As green colour refers to normal speed flow while red colour refers to reduced speed values. By comparing the above Congestion_detection() function out put and actual dataset we can that conclude that temporal congestions has been identified.

We can further calculate the delay associated to congestions by delay() function.

Delay calculation

Dcongestion::delay(visual,0.6)
#> [1] 1.898703

In order to identify and classify detected congestions to Recurrent and non-recurrent. We use an elbow cut of method on the congestion labeled data points. cut of point can be calculated by elbow_finder() function.

Elbow cut off theshold calculation


r<-elbow_viusal(visual)

elbow_finder() function was used to calculate the probabilities associated to each time instance. Here we use a preprocessed dataset “r” in order to show the probabilities plot and elbow plot.

Elbow cut off visualization

library(dplyr)
data(package = "Dcongestion", r)

sorted_percentages <- r %>% arrange(desc(con_percentage))
ggplot(data=r,aes(x=time1, y=con_percentage))+geom_line()+ggtitle('Congestion probabilities')

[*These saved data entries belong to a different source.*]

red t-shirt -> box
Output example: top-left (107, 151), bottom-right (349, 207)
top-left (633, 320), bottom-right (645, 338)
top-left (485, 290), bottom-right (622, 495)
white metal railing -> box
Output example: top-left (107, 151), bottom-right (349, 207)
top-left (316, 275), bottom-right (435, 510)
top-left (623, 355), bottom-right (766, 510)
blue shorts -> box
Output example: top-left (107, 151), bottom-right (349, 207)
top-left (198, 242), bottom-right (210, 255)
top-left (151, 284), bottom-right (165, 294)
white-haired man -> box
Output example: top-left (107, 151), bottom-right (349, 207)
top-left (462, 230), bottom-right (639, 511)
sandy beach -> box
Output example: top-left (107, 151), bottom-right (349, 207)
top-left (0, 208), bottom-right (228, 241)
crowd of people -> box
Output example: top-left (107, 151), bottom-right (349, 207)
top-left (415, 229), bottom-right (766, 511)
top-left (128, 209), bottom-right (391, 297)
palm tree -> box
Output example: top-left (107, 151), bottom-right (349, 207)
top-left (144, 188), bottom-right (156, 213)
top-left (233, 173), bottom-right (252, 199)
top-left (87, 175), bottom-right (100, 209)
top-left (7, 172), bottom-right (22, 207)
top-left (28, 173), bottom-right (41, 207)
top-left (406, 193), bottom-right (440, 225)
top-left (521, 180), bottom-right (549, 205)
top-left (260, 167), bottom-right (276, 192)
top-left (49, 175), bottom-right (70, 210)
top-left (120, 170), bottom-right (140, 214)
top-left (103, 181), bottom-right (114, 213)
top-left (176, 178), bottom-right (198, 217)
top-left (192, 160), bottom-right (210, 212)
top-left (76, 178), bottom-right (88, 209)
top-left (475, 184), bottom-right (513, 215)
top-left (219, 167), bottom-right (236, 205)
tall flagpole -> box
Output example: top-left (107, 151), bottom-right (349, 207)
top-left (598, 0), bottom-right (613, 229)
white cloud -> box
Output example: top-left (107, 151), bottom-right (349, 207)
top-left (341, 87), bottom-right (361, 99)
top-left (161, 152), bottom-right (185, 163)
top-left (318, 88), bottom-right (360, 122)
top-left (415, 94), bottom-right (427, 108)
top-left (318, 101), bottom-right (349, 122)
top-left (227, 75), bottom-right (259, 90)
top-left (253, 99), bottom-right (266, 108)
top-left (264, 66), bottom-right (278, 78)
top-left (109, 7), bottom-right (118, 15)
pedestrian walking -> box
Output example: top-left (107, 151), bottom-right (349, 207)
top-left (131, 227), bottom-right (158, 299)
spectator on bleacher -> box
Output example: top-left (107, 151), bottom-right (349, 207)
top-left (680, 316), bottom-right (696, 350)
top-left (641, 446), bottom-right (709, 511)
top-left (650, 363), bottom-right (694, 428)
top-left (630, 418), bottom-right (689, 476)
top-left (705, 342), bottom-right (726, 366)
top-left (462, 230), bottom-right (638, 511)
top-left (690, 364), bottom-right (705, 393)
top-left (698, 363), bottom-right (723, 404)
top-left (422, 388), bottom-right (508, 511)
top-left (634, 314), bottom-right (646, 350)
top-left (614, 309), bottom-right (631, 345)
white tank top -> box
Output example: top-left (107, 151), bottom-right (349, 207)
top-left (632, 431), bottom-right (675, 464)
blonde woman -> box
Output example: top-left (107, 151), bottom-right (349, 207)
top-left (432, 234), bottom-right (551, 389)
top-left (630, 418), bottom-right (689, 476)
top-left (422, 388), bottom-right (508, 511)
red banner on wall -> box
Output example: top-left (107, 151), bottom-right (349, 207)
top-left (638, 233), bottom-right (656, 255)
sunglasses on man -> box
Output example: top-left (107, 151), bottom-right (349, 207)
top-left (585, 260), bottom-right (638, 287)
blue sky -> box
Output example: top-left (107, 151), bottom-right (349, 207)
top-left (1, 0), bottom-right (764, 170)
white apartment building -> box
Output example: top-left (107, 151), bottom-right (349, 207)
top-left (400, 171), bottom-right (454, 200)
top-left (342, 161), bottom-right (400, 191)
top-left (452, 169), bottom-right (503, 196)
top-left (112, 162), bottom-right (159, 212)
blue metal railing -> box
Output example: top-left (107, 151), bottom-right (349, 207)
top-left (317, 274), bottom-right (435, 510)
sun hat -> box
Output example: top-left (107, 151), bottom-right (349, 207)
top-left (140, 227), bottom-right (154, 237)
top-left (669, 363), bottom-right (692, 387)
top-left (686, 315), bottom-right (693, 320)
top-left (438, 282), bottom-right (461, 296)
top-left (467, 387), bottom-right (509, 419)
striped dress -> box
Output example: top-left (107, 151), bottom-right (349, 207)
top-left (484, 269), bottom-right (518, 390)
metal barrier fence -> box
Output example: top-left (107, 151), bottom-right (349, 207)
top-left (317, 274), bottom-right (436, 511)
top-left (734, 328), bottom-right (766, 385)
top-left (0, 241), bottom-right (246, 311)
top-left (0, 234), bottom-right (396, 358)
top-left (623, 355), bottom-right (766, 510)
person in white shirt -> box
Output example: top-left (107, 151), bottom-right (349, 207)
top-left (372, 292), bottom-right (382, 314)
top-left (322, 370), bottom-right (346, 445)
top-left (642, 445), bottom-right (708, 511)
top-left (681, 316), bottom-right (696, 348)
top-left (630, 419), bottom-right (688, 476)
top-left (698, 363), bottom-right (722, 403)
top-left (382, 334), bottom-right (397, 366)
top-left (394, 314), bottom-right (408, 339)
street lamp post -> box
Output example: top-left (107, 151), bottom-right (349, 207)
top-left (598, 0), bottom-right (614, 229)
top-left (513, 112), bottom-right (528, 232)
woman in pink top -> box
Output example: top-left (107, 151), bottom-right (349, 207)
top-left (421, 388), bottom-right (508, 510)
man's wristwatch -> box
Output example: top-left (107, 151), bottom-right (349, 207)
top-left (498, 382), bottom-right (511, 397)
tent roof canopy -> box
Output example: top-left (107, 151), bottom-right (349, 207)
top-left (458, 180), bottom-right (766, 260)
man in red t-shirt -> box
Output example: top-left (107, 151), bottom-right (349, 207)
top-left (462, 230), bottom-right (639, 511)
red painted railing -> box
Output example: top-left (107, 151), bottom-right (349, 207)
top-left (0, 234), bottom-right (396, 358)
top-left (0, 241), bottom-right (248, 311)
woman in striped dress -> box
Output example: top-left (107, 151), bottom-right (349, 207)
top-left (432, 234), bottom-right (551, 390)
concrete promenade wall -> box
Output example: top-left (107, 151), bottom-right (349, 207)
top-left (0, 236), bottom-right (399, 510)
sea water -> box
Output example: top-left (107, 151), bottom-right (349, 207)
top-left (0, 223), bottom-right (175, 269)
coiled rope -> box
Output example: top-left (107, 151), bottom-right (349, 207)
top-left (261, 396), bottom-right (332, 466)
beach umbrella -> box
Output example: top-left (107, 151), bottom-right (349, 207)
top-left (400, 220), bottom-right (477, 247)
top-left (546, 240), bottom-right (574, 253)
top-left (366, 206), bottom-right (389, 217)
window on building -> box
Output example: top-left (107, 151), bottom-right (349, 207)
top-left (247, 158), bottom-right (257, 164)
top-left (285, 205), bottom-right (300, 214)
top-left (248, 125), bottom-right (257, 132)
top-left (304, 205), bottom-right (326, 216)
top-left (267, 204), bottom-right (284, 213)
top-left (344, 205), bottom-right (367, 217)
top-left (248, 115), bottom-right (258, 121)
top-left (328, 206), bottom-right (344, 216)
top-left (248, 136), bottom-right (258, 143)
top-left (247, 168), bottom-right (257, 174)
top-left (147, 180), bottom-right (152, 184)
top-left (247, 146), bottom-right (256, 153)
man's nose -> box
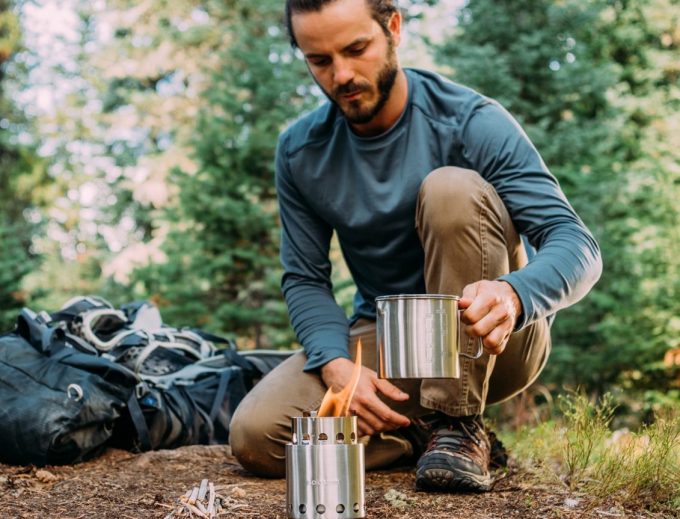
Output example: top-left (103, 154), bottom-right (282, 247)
top-left (333, 57), bottom-right (355, 86)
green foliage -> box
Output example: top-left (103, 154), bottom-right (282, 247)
top-left (559, 392), bottom-right (616, 483)
top-left (129, 0), bottom-right (317, 347)
top-left (0, 1), bottom-right (44, 330)
top-left (506, 393), bottom-right (680, 514)
top-left (432, 0), bottom-right (680, 397)
top-left (591, 412), bottom-right (680, 512)
top-left (0, 221), bottom-right (33, 328)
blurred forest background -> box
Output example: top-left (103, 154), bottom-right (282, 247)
top-left (1, 0), bottom-right (678, 420)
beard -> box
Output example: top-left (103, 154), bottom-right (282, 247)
top-left (318, 42), bottom-right (399, 125)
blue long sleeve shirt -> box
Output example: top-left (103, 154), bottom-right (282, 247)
top-left (275, 68), bottom-right (602, 371)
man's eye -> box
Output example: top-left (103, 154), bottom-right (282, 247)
top-left (309, 58), bottom-right (330, 67)
top-left (348, 46), bottom-right (367, 55)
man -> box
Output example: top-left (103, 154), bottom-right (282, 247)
top-left (230, 0), bottom-right (602, 492)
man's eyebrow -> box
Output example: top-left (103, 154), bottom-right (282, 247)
top-left (342, 36), bottom-right (372, 52)
top-left (303, 36), bottom-right (373, 59)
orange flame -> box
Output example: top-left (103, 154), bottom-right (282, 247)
top-left (317, 339), bottom-right (363, 417)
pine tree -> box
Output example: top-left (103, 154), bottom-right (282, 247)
top-left (129, 0), bottom-right (317, 348)
top-left (0, 0), bottom-right (45, 329)
top-left (432, 0), bottom-right (680, 397)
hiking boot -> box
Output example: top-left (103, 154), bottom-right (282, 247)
top-left (487, 429), bottom-right (508, 470)
top-left (415, 413), bottom-right (492, 492)
top-left (396, 414), bottom-right (442, 462)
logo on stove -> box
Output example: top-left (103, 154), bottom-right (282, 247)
top-left (307, 479), bottom-right (340, 486)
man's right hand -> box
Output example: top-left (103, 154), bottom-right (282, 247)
top-left (320, 357), bottom-right (411, 436)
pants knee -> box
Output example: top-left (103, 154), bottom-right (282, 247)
top-left (230, 401), bottom-right (287, 478)
top-left (418, 166), bottom-right (490, 236)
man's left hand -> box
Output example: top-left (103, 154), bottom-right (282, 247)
top-left (459, 280), bottom-right (522, 356)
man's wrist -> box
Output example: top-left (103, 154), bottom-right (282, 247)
top-left (320, 357), bottom-right (352, 387)
top-left (500, 280), bottom-right (523, 323)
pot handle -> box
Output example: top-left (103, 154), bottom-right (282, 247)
top-left (458, 311), bottom-right (484, 359)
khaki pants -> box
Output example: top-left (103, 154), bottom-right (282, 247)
top-left (230, 167), bottom-right (551, 477)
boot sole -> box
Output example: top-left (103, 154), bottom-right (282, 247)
top-left (415, 467), bottom-right (492, 493)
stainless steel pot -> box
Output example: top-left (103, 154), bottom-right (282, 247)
top-left (376, 294), bottom-right (483, 379)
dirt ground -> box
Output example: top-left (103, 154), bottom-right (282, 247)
top-left (0, 445), bottom-right (670, 519)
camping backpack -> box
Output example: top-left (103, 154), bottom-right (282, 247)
top-left (0, 309), bottom-right (138, 465)
top-left (0, 296), bottom-right (293, 465)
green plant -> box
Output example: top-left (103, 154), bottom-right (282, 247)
top-left (504, 392), bottom-right (680, 514)
top-left (559, 392), bottom-right (616, 485)
top-left (589, 412), bottom-right (680, 513)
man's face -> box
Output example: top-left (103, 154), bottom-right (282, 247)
top-left (291, 0), bottom-right (401, 125)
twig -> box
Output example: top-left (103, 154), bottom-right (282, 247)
top-left (198, 479), bottom-right (209, 501)
top-left (208, 482), bottom-right (216, 518)
top-left (183, 502), bottom-right (209, 518)
top-left (196, 501), bottom-right (209, 515)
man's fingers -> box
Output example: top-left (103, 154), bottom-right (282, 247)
top-left (481, 325), bottom-right (509, 355)
top-left (352, 384), bottom-right (410, 430)
top-left (462, 292), bottom-right (501, 325)
top-left (351, 400), bottom-right (392, 434)
top-left (358, 420), bottom-right (375, 437)
top-left (459, 282), bottom-right (480, 309)
top-left (374, 378), bottom-right (409, 402)
top-left (466, 304), bottom-right (511, 338)
top-left (373, 378), bottom-right (410, 427)
top-left (356, 409), bottom-right (382, 434)
top-left (457, 279), bottom-right (521, 357)
top-left (465, 315), bottom-right (511, 355)
top-left (363, 397), bottom-right (410, 429)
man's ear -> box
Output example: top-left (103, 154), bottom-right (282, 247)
top-left (388, 10), bottom-right (402, 47)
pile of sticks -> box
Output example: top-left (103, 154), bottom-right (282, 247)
top-left (163, 479), bottom-right (249, 518)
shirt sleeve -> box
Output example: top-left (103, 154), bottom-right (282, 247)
top-left (275, 133), bottom-right (351, 371)
top-left (459, 100), bottom-right (602, 329)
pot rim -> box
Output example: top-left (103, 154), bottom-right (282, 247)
top-left (375, 293), bottom-right (460, 302)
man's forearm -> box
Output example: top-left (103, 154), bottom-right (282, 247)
top-left (282, 275), bottom-right (351, 371)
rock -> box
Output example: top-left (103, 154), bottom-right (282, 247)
top-left (231, 486), bottom-right (247, 498)
top-left (564, 497), bottom-right (580, 508)
top-left (384, 488), bottom-right (412, 509)
top-left (34, 469), bottom-right (58, 483)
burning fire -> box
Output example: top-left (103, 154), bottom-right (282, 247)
top-left (317, 339), bottom-right (362, 417)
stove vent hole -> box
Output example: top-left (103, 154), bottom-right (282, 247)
top-left (318, 433), bottom-right (328, 442)
top-left (299, 504), bottom-right (307, 514)
top-left (336, 504), bottom-right (345, 513)
top-left (350, 432), bottom-right (356, 442)
top-left (302, 433), bottom-right (311, 444)
top-left (292, 433), bottom-right (297, 444)
top-left (316, 504), bottom-right (326, 514)
top-left (353, 503), bottom-right (360, 513)
top-left (336, 432), bottom-right (345, 443)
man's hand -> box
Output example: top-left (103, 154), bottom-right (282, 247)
top-left (459, 280), bottom-right (522, 356)
top-left (320, 357), bottom-right (410, 436)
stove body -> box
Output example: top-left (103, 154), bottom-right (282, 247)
top-left (285, 413), bottom-right (365, 519)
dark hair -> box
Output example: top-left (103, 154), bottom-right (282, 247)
top-left (284, 0), bottom-right (399, 48)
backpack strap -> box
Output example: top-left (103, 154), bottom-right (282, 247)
top-left (50, 295), bottom-right (113, 323)
top-left (127, 387), bottom-right (152, 452)
top-left (17, 308), bottom-right (64, 354)
top-left (209, 369), bottom-right (233, 421)
top-left (186, 328), bottom-right (238, 351)
top-left (77, 308), bottom-right (134, 352)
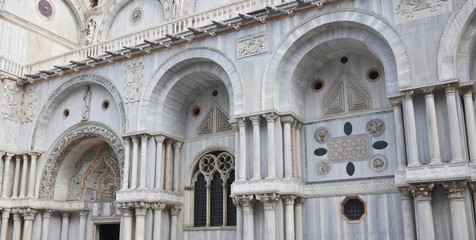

ordered_data <- sorted_percentages %>% mutate(id = row_number())
ggplot(data=ordered_data,aes(x=id, y=con_percentage))+geom_line()+ggtitle('Elbow plot of pribabilities')


el_thre <- Dcongestion::elbow_finder(ordered_data[, 5], ordered_data[, 1])
ggplot(data=ordered_data,aes(x=id, y=con_percentage))+geom_line()+ geom_hline(yintercept=el_thre[2], linetype="dashed", color = "red", size=2)+ggtitle('Elbow plot of pribabilities and cut off point')

The cut off red line shows the cut off point. That is our theshold that identifies recurrent congestions that have a probability higher than an identified threshold value. The values below threshold value are considered as non recurrent and values higher than threshold are considered as recurrent.